Un giorno, il presidente dei rossoblu, Geo Davidson, un inglese di origine scozzese trapiantato in Italia, convocò i due ragazzi nel suo ufficio. Con un sorriso sornione, estrasse dalla tasca un assegno da duemila lire, una somma favolosa per l’epoca, e lo posò sulla scrivania davanti a loro. Sardi e Santamaria sgranarono gli occhi, a stento credendo a ciò che vedevano. Per entrarne in possesso non avevano che da compiere un’operazione semplice semplice: cambiare maglia, indossando quella rossoblu del Genoa. Poi ovviamente avrebbero diviso a metà quella torta così invitante.
Ai due ragazzi non parve un’operazione difficile. Dopo un istante di esitazione, strinsero la mano al loro nuovo benefattore e si diressero subito alla filiale della loro banca di fiducia per incassare l’assegno. La somma era ingente, dava nell’occhio, e il caso volle che il cassiere fosse un socio dell’Andrea Doria e pure piuttosto sveglio.
L’uomo riconobbe subito i due “big” e vide la firma del patron rivale sull’effetto bancario. Insospettito, prese tempo, convocando i due per il giorno successivo, con la scusa di dover effettuare alcune verifiche sull’autenticità dei titoli.
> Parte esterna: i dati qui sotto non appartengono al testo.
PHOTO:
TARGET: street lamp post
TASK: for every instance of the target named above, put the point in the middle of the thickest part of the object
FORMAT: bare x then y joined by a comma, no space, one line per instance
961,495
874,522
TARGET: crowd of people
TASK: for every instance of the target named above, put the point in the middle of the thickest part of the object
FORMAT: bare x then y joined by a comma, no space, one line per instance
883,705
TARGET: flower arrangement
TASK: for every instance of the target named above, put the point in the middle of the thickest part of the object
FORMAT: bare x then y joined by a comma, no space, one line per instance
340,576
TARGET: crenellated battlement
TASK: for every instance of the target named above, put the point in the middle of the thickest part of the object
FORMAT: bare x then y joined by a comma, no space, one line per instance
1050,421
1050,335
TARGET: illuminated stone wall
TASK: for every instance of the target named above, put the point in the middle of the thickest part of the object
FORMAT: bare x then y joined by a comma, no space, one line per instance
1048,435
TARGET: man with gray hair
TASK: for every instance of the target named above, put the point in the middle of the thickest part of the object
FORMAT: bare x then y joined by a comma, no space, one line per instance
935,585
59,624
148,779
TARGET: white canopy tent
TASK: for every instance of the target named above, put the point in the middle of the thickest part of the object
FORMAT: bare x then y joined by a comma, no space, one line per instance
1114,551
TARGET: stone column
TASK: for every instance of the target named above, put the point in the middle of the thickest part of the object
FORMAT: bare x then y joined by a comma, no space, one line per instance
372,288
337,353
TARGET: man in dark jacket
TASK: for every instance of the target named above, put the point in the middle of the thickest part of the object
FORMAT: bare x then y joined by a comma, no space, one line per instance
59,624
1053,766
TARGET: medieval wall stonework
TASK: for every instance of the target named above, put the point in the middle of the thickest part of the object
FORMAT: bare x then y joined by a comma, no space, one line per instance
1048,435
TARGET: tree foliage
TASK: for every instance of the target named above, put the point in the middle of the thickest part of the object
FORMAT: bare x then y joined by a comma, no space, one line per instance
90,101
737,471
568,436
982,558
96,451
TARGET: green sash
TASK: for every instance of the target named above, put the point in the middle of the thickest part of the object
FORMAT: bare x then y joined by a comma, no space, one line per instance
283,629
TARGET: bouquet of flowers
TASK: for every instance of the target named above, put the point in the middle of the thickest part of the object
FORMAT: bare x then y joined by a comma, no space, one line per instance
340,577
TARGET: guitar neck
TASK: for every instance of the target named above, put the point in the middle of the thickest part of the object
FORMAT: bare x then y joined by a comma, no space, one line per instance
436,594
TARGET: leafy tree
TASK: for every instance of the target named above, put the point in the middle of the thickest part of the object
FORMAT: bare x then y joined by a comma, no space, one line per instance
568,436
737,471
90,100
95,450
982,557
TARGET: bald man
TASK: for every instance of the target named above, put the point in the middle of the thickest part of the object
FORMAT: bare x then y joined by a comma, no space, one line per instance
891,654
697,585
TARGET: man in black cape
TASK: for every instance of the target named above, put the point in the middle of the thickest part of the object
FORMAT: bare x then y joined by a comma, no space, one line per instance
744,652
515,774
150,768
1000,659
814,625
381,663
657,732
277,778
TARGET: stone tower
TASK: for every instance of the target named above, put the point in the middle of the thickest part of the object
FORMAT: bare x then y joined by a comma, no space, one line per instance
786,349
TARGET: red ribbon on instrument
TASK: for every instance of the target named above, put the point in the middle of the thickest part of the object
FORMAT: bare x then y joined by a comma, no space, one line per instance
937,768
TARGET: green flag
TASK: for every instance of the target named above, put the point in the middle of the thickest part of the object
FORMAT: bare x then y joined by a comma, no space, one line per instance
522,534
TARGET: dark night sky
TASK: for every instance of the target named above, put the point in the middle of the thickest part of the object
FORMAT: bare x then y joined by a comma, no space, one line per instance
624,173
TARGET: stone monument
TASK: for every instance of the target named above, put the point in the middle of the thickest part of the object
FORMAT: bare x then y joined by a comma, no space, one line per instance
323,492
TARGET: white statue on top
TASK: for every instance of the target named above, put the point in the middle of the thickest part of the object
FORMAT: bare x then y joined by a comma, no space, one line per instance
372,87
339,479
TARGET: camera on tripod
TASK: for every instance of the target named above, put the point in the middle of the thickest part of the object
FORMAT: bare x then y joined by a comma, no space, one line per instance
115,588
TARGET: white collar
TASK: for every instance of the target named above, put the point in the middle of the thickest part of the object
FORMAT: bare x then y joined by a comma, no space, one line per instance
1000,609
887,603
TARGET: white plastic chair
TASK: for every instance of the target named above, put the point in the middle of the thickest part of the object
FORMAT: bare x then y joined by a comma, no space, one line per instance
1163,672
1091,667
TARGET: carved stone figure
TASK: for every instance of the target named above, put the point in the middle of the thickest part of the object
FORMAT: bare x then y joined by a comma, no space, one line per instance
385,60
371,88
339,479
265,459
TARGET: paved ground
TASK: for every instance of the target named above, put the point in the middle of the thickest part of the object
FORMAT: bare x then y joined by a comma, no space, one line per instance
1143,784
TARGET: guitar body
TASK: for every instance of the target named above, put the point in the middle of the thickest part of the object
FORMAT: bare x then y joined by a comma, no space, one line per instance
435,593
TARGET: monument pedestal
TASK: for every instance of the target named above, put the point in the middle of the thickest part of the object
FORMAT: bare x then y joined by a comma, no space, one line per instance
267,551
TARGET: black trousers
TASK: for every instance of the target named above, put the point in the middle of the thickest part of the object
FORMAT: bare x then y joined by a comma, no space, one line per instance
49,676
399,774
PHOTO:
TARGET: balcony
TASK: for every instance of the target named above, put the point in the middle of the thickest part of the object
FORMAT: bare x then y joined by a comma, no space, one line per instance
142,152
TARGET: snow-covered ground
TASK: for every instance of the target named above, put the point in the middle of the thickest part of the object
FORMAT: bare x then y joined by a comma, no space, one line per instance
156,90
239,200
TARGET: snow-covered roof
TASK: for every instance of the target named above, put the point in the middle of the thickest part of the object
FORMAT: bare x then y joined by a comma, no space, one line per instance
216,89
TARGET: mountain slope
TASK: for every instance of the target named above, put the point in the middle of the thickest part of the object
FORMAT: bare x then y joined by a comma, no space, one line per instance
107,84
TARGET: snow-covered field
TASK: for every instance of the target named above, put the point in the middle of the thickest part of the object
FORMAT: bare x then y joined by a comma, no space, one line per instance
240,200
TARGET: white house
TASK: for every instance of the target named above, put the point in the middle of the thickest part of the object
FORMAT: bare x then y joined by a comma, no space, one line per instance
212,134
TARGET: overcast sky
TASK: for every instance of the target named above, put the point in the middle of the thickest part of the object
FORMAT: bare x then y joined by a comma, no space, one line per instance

In realtà, andò subito da un fotografo e fece immortalare l’assegno, la prova inconfutabile di un tentativo di accaparramento illecito da parte del Genoa.
All’indomani, quando Sardi e Santamaria si ripresentarono in banca per ritirare il denaro, il cassiere li liquidò con una scrollata di spalle e inoltrò senz’altro una denuncia alla Federcalcio, allora con sede a Torino. Il caso di leso dilettantismo era lampante, confortato dalla fotografia del frutto della colpa a tre zeri.
Ne sortì un processo, celebrato a Vercelli, in cui si scontrarono le ragioni della “purezza” del calcio, insidiata da loschi mercanti, e quelle di due giovani calciatori che, come sostenne l’arringa difensiva, erano passati al Genoa tanto per cambiare aria e poi sì, avevano chiesto al loro nuovo presidente un aiuto economico, ma solo per aprire un negozio di timbri. E Davidson, che non aveva una pietra al posto del cuore, aveva semplicemente accolto la loro richiesta di un prestito.
La faccenda si rivelò un vero e proprio caso nazionale. Da una parte c’erano i moralisti, che tuonavano contro la corruzione e la mercificazione del calcio dilettantistico. Dall’altra, c’erano coloro che sostenevano il diritto dei calciatori di essere retribuiti per il loro lavoro, anche a costo di infrangere certe regole ormai obsolete. In un’Italia appena uscita dall’era giolittiana, il processo assunse tinte quasi politiche, con le fazioni liberali e progressiste che sposavano la causa dei due “traditori” e i conservatori che accusavano il Genoa di aver aperto la strada alla rovina dei valori tradizionali.
Alla fine, la sentenza cercò una via di mezzo: una multa al Genoa, una squalifica di due anni a Sardi e Santamaria (peraltro poi “liberati” da una sollecita amnistia concessa nel tentativo di placare le polemiche) e il… licenziamento in tronco del cassiere tifoso, che aveva denunciato la scorrettezza altrui senza rendersi conto di quella che commetteva lui violando il segreto professionale. Lui sì, vero dilettante!
La vicenda segnò una tappa importante nella storia del calcio italiano. Da quel momento in poi, il professionismo divenne un argomento sempre più ricorrente nei dibattiti delle società e delle istituzioni calcistiche. Nonostante le resistenze dei tradizionalisti, era ormai chiaro che il pallone non poteva più essere considerato un semplice diletto per gentiluomini, ma si stava rapidamente trasformando in uno spettacolo di massa, con tutto ciò che ne conseguiva in termini di interessi economici e commerciali.
Sardi e Santamaria, da parte loro, non ebbero più grosse fortune sul campo dopo quella burrascosa stagione. Eppure, il loro nome è rimasto impresso nella memoria collettiva come quello dei primi “mercenari” del calcio, i pionieri di un’era nuova in cui il gioco del pallone non era più soltanto uno svago, ma un vero e proprio lavoro. Una svolta epocale, che avrebbe cambiato per sempre il volto di questo sport.